´Me disseram que estou na fila do exame e a demanda é que está muito grande´

Covid-19
Imagem meramente ilustrativa

L.J.G. tem 34 anos, mora sozinha em um apartamento no bairro da Conquista e trabalha numa clínica de saúde particular da cidade. No dia 9 de março, atendeu uma paciente que apresentava forte gripe e uma grande indisposição. Como informação complementar, lhe fora dito que alguns dias antes a paciente havia hospedado uma tia que acabara de chegar da Espanha, um dos países da europa mais atingidos pelo Covid-19.

L. acendeu o sinal da alerta.

Mais preocupada ainda começou a ficar, no dia 19, quando passou a apresentar um quadro de febre, coriza e sudorese (secreção de suor; transpiração). Por volta do meio-dia acionou o número de celular cujo final é 6206, da Vigilância Epidemiológica, e relatou para o técnico que lhe atendeu, sobre os sintomas que estava sentindo. Diante do quadro narrado, o primeiro passo do outro lado da linha foi lhe pedir para não sair de casa. Que aguardasse a chegada dos profissionais da saúde para fazer o exame no prazo máximo de 48 horas.
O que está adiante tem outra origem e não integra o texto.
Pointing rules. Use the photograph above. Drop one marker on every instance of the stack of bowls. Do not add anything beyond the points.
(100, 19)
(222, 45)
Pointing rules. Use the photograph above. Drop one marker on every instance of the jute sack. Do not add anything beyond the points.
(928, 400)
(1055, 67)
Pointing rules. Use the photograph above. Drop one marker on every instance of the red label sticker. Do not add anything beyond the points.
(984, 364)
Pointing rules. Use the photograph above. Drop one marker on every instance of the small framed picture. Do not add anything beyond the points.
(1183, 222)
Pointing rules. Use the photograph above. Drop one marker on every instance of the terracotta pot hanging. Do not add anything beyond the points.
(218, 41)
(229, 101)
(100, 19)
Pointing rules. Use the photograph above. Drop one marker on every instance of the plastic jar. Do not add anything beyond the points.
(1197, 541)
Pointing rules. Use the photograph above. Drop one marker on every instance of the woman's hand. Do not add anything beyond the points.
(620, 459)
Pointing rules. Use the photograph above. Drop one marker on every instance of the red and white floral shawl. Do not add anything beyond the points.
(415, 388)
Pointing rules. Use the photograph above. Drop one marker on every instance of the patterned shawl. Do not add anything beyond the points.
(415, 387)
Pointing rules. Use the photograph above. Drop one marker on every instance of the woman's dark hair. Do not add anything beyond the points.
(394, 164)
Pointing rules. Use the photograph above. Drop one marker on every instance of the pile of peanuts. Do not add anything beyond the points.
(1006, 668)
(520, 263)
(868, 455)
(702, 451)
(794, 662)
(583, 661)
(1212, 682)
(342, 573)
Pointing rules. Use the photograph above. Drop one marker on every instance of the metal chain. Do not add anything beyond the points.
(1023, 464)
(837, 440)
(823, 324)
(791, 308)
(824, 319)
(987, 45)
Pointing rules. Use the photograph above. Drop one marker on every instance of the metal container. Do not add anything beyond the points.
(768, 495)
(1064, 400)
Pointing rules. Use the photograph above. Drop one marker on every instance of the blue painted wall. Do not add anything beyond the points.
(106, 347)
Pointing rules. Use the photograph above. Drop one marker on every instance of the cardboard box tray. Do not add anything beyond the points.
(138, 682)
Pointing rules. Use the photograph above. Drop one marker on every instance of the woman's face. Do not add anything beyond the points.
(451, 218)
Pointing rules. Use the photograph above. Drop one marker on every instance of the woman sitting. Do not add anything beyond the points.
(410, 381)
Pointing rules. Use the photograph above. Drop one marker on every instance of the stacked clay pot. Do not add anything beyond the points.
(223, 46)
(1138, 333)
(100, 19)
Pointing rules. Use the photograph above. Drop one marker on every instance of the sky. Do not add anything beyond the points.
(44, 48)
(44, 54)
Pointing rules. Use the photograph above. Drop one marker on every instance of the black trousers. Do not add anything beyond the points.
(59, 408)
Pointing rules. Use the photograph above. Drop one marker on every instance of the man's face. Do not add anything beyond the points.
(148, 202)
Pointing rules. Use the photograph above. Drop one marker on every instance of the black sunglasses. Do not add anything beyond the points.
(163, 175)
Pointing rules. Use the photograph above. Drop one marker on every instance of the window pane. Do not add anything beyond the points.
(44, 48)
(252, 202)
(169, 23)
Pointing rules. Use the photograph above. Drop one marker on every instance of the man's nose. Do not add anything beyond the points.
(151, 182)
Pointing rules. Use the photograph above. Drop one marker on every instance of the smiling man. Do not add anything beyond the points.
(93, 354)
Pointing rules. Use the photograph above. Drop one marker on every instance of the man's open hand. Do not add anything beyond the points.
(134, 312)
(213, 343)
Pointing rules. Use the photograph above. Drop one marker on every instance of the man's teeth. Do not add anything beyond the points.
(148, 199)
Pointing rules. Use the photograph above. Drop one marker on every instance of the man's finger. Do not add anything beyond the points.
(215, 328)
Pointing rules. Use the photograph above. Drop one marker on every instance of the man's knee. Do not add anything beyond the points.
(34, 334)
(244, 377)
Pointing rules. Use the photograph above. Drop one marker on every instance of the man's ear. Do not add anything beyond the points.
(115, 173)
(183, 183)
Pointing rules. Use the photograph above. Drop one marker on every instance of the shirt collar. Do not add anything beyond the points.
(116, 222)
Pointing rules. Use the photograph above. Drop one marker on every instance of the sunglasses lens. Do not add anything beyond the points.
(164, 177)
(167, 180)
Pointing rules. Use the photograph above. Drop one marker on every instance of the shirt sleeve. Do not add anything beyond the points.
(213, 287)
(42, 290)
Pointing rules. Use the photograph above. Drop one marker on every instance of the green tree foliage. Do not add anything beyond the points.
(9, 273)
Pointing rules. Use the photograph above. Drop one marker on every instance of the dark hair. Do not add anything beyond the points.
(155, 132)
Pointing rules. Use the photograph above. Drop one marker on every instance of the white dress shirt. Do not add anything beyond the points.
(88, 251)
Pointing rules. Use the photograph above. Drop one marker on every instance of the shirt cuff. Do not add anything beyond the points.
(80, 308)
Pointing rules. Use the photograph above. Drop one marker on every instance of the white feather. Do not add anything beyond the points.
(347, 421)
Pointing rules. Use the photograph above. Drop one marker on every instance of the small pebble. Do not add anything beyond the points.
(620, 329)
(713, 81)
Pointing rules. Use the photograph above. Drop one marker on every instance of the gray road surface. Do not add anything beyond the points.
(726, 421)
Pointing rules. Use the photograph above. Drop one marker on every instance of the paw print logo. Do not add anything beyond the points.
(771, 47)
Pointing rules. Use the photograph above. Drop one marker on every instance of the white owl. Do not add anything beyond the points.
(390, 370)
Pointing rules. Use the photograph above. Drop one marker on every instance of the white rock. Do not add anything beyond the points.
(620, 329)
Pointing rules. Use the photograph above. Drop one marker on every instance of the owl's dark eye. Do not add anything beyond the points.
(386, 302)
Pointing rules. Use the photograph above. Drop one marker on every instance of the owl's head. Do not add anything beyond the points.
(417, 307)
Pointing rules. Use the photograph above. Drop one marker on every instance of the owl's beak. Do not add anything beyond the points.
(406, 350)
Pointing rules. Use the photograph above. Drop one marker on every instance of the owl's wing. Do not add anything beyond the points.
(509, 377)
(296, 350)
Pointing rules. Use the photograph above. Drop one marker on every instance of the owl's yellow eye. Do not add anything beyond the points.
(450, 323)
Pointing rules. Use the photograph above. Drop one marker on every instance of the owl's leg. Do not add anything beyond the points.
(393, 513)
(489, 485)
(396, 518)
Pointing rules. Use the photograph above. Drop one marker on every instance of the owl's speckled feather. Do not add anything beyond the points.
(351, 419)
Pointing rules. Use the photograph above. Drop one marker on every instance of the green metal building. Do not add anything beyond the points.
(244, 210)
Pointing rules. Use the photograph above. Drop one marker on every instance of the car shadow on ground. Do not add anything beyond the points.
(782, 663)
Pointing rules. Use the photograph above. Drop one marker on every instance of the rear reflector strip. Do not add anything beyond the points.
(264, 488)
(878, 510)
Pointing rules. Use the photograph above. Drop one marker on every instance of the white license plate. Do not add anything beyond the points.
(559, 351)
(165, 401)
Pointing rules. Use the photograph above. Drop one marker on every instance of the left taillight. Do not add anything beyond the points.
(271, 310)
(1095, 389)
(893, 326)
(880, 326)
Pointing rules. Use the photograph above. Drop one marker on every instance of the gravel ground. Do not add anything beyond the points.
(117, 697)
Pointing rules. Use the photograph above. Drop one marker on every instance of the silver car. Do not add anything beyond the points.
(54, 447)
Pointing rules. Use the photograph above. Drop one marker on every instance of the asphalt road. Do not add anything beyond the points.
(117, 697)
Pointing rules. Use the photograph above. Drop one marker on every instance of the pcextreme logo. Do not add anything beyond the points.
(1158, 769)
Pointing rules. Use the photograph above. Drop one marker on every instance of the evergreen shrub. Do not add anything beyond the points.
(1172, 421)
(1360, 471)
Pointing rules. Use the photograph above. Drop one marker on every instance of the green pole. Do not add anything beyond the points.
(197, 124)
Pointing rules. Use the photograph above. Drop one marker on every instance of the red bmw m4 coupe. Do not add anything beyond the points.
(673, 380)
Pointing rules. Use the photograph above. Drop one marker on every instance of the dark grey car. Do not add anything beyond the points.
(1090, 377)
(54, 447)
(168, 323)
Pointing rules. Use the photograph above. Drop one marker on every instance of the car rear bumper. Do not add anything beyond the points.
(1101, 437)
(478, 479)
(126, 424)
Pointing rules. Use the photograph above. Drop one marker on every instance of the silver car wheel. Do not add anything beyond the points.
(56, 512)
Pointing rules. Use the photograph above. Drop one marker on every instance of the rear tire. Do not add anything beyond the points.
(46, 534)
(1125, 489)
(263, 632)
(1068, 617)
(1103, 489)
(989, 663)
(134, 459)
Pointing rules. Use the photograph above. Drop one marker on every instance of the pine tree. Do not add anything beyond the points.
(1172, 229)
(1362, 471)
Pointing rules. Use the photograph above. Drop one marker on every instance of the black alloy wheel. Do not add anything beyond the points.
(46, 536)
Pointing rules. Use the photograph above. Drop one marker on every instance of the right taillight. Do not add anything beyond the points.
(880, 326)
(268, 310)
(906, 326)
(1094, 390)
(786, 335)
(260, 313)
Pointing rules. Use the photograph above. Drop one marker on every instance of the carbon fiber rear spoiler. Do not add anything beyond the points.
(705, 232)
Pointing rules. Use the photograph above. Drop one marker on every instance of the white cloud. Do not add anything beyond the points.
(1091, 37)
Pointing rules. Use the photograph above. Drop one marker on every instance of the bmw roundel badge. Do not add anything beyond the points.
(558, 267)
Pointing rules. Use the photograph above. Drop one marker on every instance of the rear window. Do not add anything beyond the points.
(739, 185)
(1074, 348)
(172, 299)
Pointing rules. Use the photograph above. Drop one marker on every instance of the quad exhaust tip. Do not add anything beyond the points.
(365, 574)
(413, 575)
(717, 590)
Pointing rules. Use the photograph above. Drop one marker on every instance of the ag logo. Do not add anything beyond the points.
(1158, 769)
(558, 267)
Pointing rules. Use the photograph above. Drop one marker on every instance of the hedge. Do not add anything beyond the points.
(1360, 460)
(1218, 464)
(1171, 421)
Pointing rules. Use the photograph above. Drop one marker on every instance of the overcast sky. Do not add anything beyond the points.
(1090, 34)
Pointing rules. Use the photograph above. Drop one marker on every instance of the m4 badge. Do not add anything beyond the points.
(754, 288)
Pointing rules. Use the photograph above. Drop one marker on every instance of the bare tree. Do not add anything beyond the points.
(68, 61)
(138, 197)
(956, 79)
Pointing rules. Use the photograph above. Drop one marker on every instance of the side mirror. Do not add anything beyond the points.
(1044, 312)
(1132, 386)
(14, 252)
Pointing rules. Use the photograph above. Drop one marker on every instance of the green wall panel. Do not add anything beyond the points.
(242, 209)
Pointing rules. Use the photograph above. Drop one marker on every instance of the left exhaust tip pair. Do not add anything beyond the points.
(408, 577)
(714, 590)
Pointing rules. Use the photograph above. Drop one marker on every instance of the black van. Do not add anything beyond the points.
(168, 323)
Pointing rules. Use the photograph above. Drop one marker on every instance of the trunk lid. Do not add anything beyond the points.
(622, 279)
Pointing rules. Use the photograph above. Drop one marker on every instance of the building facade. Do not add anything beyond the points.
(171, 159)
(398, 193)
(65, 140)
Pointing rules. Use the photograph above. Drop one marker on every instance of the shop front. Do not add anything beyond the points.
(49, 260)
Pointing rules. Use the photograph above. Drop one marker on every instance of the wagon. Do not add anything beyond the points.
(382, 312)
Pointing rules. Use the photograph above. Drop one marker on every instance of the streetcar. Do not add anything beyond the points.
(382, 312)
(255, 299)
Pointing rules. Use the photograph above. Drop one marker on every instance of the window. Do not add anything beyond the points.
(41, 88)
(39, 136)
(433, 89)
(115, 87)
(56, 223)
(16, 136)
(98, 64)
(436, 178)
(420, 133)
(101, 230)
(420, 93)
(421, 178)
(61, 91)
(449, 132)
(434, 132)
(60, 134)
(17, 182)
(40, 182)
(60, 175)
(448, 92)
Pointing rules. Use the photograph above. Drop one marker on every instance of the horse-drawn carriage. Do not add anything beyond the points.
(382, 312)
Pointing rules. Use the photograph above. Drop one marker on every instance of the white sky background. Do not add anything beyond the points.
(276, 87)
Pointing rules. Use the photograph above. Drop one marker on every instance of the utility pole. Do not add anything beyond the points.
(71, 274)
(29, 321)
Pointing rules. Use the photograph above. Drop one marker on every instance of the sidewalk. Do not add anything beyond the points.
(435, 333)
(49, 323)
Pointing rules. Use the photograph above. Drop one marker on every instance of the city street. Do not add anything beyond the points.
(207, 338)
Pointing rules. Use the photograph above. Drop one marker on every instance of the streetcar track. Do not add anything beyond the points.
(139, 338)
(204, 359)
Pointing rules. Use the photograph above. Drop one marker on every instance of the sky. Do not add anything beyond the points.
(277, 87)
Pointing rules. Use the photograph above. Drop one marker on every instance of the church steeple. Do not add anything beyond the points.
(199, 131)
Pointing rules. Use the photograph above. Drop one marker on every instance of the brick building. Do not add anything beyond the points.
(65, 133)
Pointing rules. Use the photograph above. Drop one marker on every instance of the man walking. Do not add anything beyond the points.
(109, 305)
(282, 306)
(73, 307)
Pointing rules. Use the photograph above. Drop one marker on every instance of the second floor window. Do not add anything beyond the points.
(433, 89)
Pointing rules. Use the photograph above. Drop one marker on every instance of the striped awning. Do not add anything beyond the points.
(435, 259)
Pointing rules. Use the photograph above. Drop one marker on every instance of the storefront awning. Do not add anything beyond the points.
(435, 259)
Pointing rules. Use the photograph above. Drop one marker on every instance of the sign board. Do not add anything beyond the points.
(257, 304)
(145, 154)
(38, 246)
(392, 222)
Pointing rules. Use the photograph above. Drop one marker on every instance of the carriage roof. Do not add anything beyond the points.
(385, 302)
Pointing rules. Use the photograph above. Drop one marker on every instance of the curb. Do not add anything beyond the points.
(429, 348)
Hoje, por volta das 15 horas, cerca de 51 horas após o telefonema, o Jornal Bahia Online voltou a conversar com L.J.G. Ele ainda não foi procurada. Nem retorno teve. Preocupada, voltou a ligar para o mesmo número de celular. Para sua surpresa, foi informada que seu pedido de visita e da coleta de exame está “na fila”. O técnico disse que a demanda está muito grande e que por isso é preciso esperar a vez.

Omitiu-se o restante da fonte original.